Question

Solve \(\sin ^{2} x=\cos ^{2} x+1\) algebraically for all values of \(x .\) Give your answer(s) in radians.

Short answer

x = \frac{\pi}{2} + 2k\pi or \frac{3\pi}{2} + 2k\pi, where k is any integer.

Step-by-step solution

Recall the Pythagorean Identity

The Pythagorean identity states that \[\begin{equation} \sin^2 x + \cos^2 x = 1 \end{equation}\]

Substitute the Identity into the Equation

Rewrite the equation \sin^2 x = \cos^2 x + 1 using the Pythagorean identity: \[\begin{equation} \sin^2 x = 1 - \sin^2 x + 1 \end{equation}\]

Simplify the Equation

Combine like terms to simplify the equation: \[\begin{equation} \sin^2 x = 2 - \sin^2 x \end{equation}\]

Solve for \sin^2 x

Add \sin^2 x to both sides to get: \[\begin{equation} 2\sin^2 x = 2 \end{equation}\]. Then divide both sides by 2 to find: \[\begin{equation} \sin^2 x = 1 \end{equation}\]

Take the Square Root of Both Sides

Take the square root of both sides to solve for \sin x: \[\begin{equation} \sin x = \pm 1 \end{equation}\]

Determine the General Solution

Recall that \sin x = 1 at \[\begin{equation} x = \frac{\pi}{2} + 2k\pi \end{equation}\] and \sin x = -1 at \[\begin{equation} x = \frac{3\pi}{2} + 2k\pi \end{equation}\], where k is any integer.

Key concepts

Pythagorean identity

The Pythagorean identity is one of the most fundamental identities in trigonometry. It states that:\[ \sin^2 x + \cos^2 x = 1 \]This equation is true for any angle \(x\). The identity is derived from the Pythagorean theorem applied to a unit circle. In a unit circle, the radius is 1, and any point on the circle can be represented as \((\cos x, \sin x)\). Therefore, the sum of the squares of these coordinates is always 1.We use the Pythagorean identity to simplify trigonometric equations and prove other trigonometric identities. For instance, to solve the equation \(\sin^2 x = \cos^2 x + 1\), we substitute \(\cos^2 x\) with \(1 - \sin^2 x\) using the Pythagorean identity. This substitution is the first key step toward finding the solution.

solving trigonometric equations

Solving trigonometric equations involves finding all the angles that satisfy the given equation. To solve an equation like \(\sin^2 x = \cos^2 x + 1\), follow these steps:1. **Use known identities:** Start with known trigonometric identities. For instance, use the Pythagorean identity \(\sin^2 x + \cos^2 x = 1\) to rewrite the equation.2. **Substitute and simplify:** Substitute \(\cos^2 x\) with \(1 - \sin^2 x\) in the equation. Then simplify the resulting equation. \[ \sin^2 x = 1 - \sin^2 x + 1 \] Combine like terms: \[ 2 \sin^2 x = 2 \] Divide both sides by 2: \[ \sin^2 x = 1 \]3. **Solve for the variable:** Take the square root of both sides to find \(\sin x = \pm 1\).4. **Determine all solutions:** Recall the values of \(x\) where \(\sin x = 1\) and \(\sin x = -1\). These occur at specific points on the unit circle, typically written as general solutions to account for all possible angles.By following these steps, you ensure that all possible values of \(x\) are found.

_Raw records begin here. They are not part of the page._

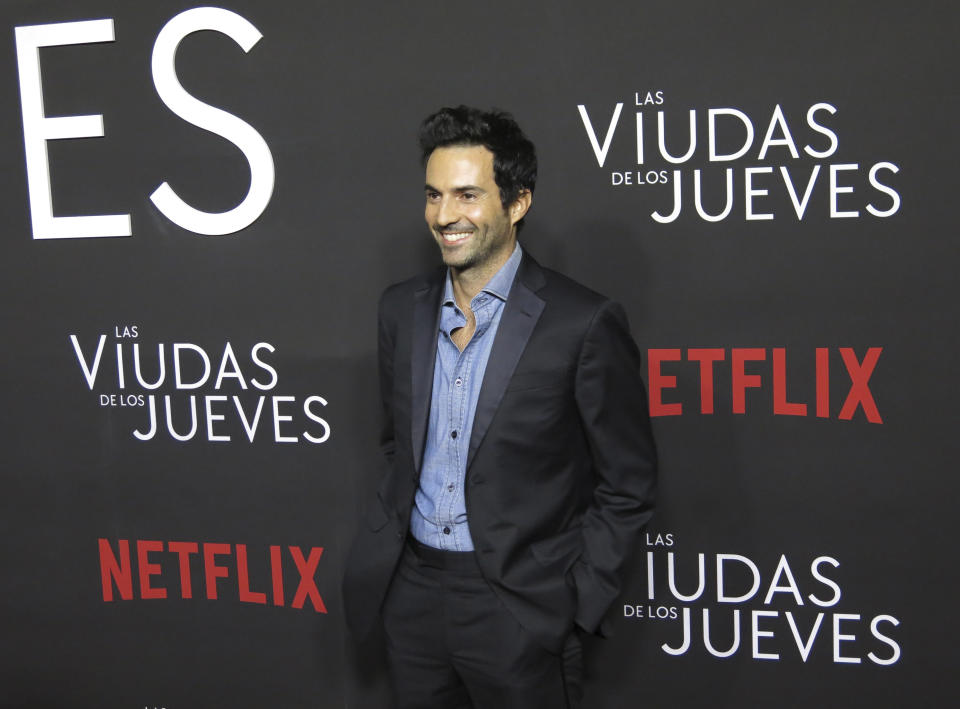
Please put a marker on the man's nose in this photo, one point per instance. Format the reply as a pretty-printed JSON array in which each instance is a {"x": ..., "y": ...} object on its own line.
[{"x": 447, "y": 212}]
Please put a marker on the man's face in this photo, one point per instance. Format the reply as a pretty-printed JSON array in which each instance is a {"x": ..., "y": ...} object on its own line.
[{"x": 464, "y": 211}]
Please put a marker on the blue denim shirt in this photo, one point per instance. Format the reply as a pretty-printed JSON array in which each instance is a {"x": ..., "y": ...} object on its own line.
[{"x": 439, "y": 517}]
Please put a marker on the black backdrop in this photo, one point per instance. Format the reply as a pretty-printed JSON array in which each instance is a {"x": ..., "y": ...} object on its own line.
[{"x": 844, "y": 509}]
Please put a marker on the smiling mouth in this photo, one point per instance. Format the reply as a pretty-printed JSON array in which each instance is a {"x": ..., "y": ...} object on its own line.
[{"x": 454, "y": 237}]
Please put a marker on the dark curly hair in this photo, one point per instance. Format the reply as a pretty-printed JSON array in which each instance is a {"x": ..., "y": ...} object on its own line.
[{"x": 514, "y": 156}]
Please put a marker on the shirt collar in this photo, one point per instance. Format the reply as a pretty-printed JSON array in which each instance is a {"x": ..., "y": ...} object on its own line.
[{"x": 499, "y": 285}]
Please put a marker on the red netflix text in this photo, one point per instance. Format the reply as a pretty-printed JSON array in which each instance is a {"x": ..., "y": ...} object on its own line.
[
  {"x": 224, "y": 569},
  {"x": 766, "y": 370}
]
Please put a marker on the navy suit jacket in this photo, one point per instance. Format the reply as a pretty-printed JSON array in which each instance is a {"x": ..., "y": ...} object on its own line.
[{"x": 561, "y": 470}]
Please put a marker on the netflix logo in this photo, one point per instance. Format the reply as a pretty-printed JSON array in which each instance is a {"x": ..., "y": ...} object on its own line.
[
  {"x": 165, "y": 569},
  {"x": 758, "y": 380}
]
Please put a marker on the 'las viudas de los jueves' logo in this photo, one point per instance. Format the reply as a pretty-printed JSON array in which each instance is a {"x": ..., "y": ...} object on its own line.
[
  {"x": 745, "y": 164},
  {"x": 185, "y": 391},
  {"x": 724, "y": 605}
]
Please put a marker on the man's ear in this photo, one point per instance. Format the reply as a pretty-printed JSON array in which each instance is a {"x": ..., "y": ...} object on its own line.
[{"x": 520, "y": 206}]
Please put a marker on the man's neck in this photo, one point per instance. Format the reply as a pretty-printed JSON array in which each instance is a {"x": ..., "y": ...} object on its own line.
[{"x": 468, "y": 282}]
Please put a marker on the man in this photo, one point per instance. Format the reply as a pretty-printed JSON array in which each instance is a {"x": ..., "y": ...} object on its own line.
[{"x": 520, "y": 461}]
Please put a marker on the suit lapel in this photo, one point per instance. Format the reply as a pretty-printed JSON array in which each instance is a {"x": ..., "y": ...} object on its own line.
[
  {"x": 520, "y": 315},
  {"x": 426, "y": 313}
]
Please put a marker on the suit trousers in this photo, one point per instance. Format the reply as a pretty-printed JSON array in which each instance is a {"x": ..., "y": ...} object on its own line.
[{"x": 451, "y": 644}]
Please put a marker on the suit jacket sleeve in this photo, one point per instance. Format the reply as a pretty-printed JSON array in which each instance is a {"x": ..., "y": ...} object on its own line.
[{"x": 613, "y": 407}]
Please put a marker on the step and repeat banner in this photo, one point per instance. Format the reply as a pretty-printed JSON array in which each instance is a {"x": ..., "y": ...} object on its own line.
[{"x": 201, "y": 206}]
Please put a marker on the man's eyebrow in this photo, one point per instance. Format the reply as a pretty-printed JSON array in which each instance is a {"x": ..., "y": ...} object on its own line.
[{"x": 460, "y": 190}]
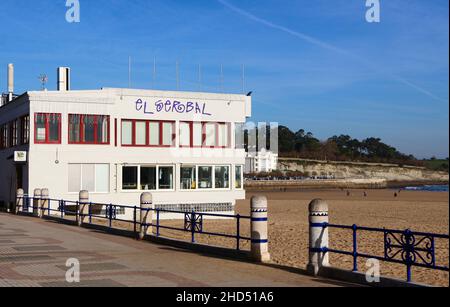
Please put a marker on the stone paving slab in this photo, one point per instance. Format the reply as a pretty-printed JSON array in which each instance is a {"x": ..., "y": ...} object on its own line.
[{"x": 39, "y": 259}]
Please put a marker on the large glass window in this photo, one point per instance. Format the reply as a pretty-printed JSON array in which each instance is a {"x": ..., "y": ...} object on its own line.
[
  {"x": 168, "y": 134},
  {"x": 47, "y": 128},
  {"x": 165, "y": 177},
  {"x": 197, "y": 131},
  {"x": 238, "y": 177},
  {"x": 239, "y": 135},
  {"x": 205, "y": 177},
  {"x": 5, "y": 136},
  {"x": 148, "y": 178},
  {"x": 25, "y": 130},
  {"x": 210, "y": 134},
  {"x": 222, "y": 135},
  {"x": 129, "y": 178},
  {"x": 15, "y": 133},
  {"x": 185, "y": 134},
  {"x": 127, "y": 132},
  {"x": 88, "y": 129},
  {"x": 147, "y": 133},
  {"x": 141, "y": 133},
  {"x": 222, "y": 177},
  {"x": 188, "y": 178},
  {"x": 91, "y": 177},
  {"x": 154, "y": 133}
]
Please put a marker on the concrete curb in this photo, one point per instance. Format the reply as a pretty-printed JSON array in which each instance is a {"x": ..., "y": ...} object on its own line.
[{"x": 360, "y": 278}]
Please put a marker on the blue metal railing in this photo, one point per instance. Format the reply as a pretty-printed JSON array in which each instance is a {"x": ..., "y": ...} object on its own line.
[
  {"x": 193, "y": 221},
  {"x": 412, "y": 249}
]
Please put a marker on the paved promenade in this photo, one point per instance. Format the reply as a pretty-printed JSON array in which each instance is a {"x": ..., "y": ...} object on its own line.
[{"x": 34, "y": 252}]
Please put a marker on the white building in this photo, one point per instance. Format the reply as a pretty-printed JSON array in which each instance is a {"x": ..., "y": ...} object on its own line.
[
  {"x": 118, "y": 143},
  {"x": 263, "y": 161}
]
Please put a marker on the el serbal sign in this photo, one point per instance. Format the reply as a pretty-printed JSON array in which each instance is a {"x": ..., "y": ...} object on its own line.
[{"x": 171, "y": 106}]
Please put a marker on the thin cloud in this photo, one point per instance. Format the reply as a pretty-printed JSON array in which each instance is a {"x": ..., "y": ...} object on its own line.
[{"x": 327, "y": 46}]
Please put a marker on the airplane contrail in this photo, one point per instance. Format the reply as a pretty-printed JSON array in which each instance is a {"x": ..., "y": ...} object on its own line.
[{"x": 327, "y": 46}]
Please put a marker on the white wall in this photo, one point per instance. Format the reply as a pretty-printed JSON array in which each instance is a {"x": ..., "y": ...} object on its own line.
[{"x": 121, "y": 104}]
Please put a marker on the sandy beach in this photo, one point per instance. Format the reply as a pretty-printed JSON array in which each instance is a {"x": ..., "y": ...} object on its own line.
[{"x": 288, "y": 226}]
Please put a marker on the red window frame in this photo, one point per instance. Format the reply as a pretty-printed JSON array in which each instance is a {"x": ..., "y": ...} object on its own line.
[
  {"x": 217, "y": 124},
  {"x": 4, "y": 136},
  {"x": 47, "y": 132},
  {"x": 14, "y": 133},
  {"x": 81, "y": 132},
  {"x": 25, "y": 130},
  {"x": 147, "y": 134}
]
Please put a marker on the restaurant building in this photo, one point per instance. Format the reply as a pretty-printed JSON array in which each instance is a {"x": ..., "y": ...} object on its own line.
[{"x": 184, "y": 147}]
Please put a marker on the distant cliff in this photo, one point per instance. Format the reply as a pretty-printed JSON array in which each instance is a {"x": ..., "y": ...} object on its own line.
[{"x": 353, "y": 170}]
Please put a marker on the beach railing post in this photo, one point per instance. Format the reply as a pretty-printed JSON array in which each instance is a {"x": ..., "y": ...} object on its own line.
[
  {"x": 19, "y": 201},
  {"x": 146, "y": 215},
  {"x": 318, "y": 236},
  {"x": 45, "y": 203},
  {"x": 83, "y": 208},
  {"x": 36, "y": 202},
  {"x": 259, "y": 229}
]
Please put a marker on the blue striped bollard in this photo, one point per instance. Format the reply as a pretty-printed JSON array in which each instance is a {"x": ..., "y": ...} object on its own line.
[
  {"x": 83, "y": 208},
  {"x": 36, "y": 202},
  {"x": 44, "y": 202},
  {"x": 146, "y": 215},
  {"x": 259, "y": 229},
  {"x": 318, "y": 236}
]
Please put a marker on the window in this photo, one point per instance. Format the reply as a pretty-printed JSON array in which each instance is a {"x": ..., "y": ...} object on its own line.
[
  {"x": 127, "y": 133},
  {"x": 141, "y": 133},
  {"x": 205, "y": 177},
  {"x": 148, "y": 178},
  {"x": 240, "y": 135},
  {"x": 197, "y": 134},
  {"x": 210, "y": 135},
  {"x": 165, "y": 178},
  {"x": 238, "y": 177},
  {"x": 90, "y": 177},
  {"x": 47, "y": 128},
  {"x": 129, "y": 178},
  {"x": 4, "y": 136},
  {"x": 154, "y": 134},
  {"x": 88, "y": 129},
  {"x": 25, "y": 130},
  {"x": 222, "y": 177},
  {"x": 14, "y": 132},
  {"x": 185, "y": 134},
  {"x": 188, "y": 178},
  {"x": 148, "y": 133},
  {"x": 213, "y": 135}
]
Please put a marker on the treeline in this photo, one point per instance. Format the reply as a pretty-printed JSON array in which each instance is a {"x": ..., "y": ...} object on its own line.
[{"x": 305, "y": 145}]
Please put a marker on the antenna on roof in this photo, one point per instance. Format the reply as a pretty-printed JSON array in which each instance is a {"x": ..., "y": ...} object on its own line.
[
  {"x": 43, "y": 79},
  {"x": 178, "y": 76},
  {"x": 243, "y": 78},
  {"x": 154, "y": 72},
  {"x": 200, "y": 77},
  {"x": 129, "y": 72},
  {"x": 221, "y": 78}
]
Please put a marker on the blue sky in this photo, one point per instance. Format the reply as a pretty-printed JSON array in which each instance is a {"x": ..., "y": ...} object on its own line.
[{"x": 312, "y": 64}]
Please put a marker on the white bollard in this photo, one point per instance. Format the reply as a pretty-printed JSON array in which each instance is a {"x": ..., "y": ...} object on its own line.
[
  {"x": 318, "y": 236},
  {"x": 83, "y": 208},
  {"x": 45, "y": 202},
  {"x": 146, "y": 216},
  {"x": 259, "y": 229},
  {"x": 37, "y": 202},
  {"x": 19, "y": 201}
]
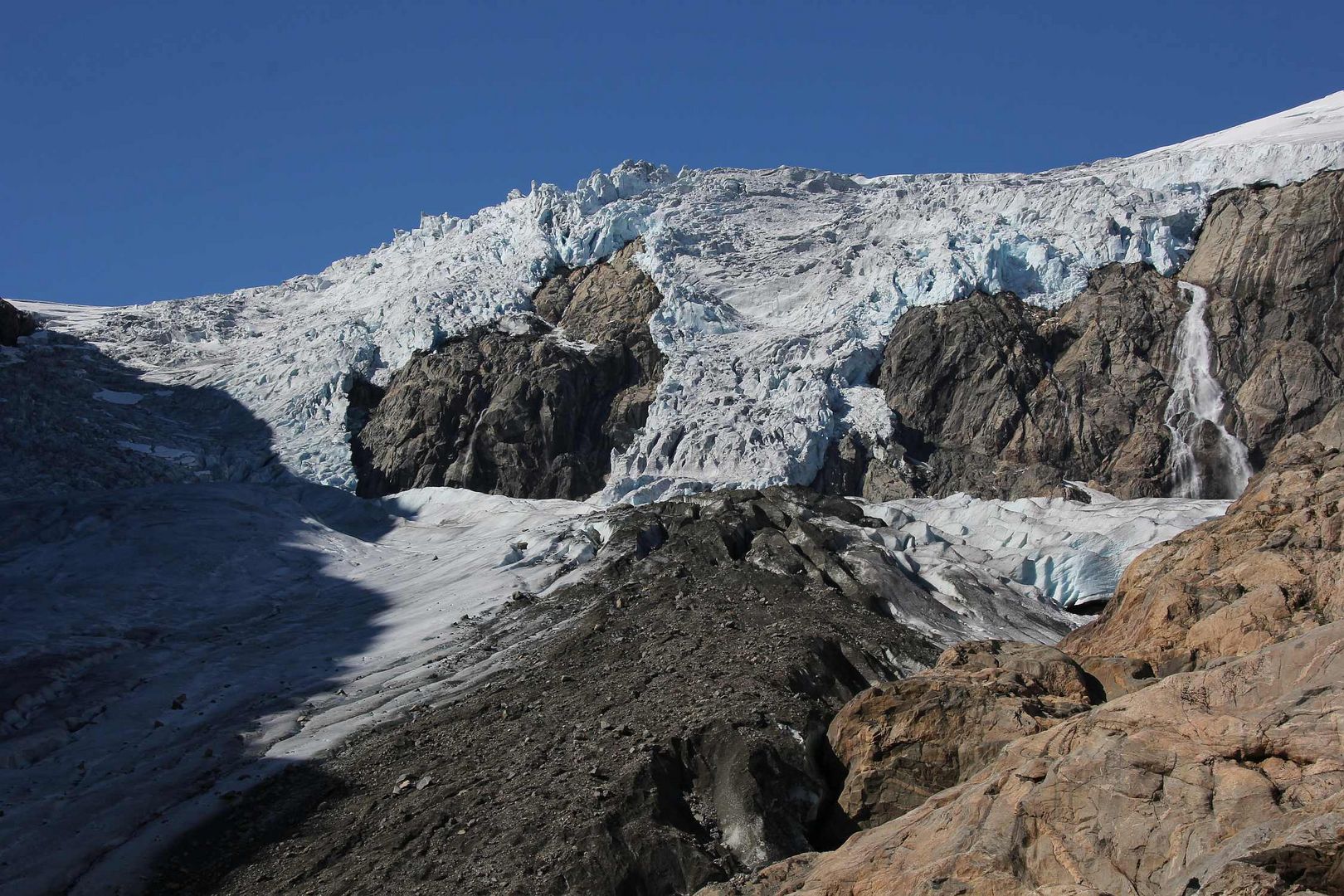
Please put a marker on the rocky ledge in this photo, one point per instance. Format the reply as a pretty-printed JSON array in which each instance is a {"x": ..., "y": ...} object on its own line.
[{"x": 1224, "y": 772}]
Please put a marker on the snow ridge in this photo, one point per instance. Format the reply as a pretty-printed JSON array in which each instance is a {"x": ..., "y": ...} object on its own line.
[{"x": 780, "y": 288}]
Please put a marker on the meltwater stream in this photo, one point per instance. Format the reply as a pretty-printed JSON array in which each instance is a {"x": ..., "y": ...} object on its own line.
[{"x": 1205, "y": 460}]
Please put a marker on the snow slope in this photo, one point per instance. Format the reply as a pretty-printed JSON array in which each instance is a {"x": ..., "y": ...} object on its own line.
[
  {"x": 1070, "y": 553},
  {"x": 166, "y": 646},
  {"x": 780, "y": 288}
]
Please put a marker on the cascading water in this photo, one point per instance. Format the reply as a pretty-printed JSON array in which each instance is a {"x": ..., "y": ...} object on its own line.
[{"x": 1205, "y": 460}]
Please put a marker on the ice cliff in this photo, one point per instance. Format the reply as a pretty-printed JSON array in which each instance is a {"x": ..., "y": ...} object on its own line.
[{"x": 780, "y": 288}]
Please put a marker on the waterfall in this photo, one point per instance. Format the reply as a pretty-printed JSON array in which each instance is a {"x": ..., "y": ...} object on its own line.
[{"x": 1205, "y": 461}]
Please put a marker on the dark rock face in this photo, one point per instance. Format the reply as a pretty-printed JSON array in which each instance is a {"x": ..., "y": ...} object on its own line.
[
  {"x": 671, "y": 733},
  {"x": 1273, "y": 262},
  {"x": 531, "y": 414},
  {"x": 1220, "y": 774},
  {"x": 1001, "y": 399},
  {"x": 15, "y": 324}
]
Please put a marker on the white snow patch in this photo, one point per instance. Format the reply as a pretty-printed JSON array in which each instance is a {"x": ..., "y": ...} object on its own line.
[
  {"x": 117, "y": 398},
  {"x": 780, "y": 289},
  {"x": 1070, "y": 553},
  {"x": 277, "y": 621}
]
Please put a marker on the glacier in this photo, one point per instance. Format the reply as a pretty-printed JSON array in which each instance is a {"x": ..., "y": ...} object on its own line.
[{"x": 780, "y": 288}]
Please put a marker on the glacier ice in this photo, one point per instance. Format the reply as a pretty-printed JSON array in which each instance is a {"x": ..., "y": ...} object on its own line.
[{"x": 780, "y": 288}]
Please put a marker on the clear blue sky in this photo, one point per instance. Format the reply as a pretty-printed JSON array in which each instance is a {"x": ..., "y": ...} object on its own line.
[{"x": 164, "y": 149}]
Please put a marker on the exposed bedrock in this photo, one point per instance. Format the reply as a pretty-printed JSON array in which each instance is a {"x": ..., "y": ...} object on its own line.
[
  {"x": 15, "y": 324},
  {"x": 1222, "y": 774},
  {"x": 528, "y": 411},
  {"x": 999, "y": 398},
  {"x": 906, "y": 740},
  {"x": 668, "y": 730}
]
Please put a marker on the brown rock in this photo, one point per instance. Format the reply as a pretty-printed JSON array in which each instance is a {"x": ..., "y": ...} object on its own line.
[
  {"x": 1225, "y": 781},
  {"x": 906, "y": 740},
  {"x": 1268, "y": 571}
]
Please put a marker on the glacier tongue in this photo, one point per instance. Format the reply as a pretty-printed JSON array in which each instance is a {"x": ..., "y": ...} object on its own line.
[{"x": 778, "y": 286}]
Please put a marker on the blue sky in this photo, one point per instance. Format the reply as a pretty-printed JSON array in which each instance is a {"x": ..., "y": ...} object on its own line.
[{"x": 166, "y": 149}]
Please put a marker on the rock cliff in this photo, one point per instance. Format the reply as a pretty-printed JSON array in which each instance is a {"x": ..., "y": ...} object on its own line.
[
  {"x": 1001, "y": 399},
  {"x": 1222, "y": 776},
  {"x": 530, "y": 411}
]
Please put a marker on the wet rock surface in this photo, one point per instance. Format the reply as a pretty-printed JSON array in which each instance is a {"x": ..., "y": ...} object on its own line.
[
  {"x": 1272, "y": 260},
  {"x": 531, "y": 411},
  {"x": 1268, "y": 571},
  {"x": 1001, "y": 399}
]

general solution for sine function

The general solution for the sine function helps us find all angles \(x\) that satisfy a trigonometric equation involving \(\sin x\). If we know that \(\sin x = k\), where \(k\) is some constant, the general solutions are derived from analyzing the unit circle.For example:

• When \(\sin x = 1\), the solutions occur at \(x = \frac{\pi}{2} + 2k\pi\), where \(k\) is any integer.
• When \(\sin x = -1\), the solutions occur at \(x = \frac{3\pi}{2} + 2k\pi\), where \(k\) is any integer.

These solutions include positive and negative angles that repeat every full rotation (\(2\pi\) radians). By expressing solutions this way, we capture all possible angles that meet the equation's criteria. For the given problem, we use these general forms to determine all the values of \(x\) that satisfy \(\sin x = \pm 1\). Understanding these general solutions is crucial for solving more complex trigonometric equations effectively.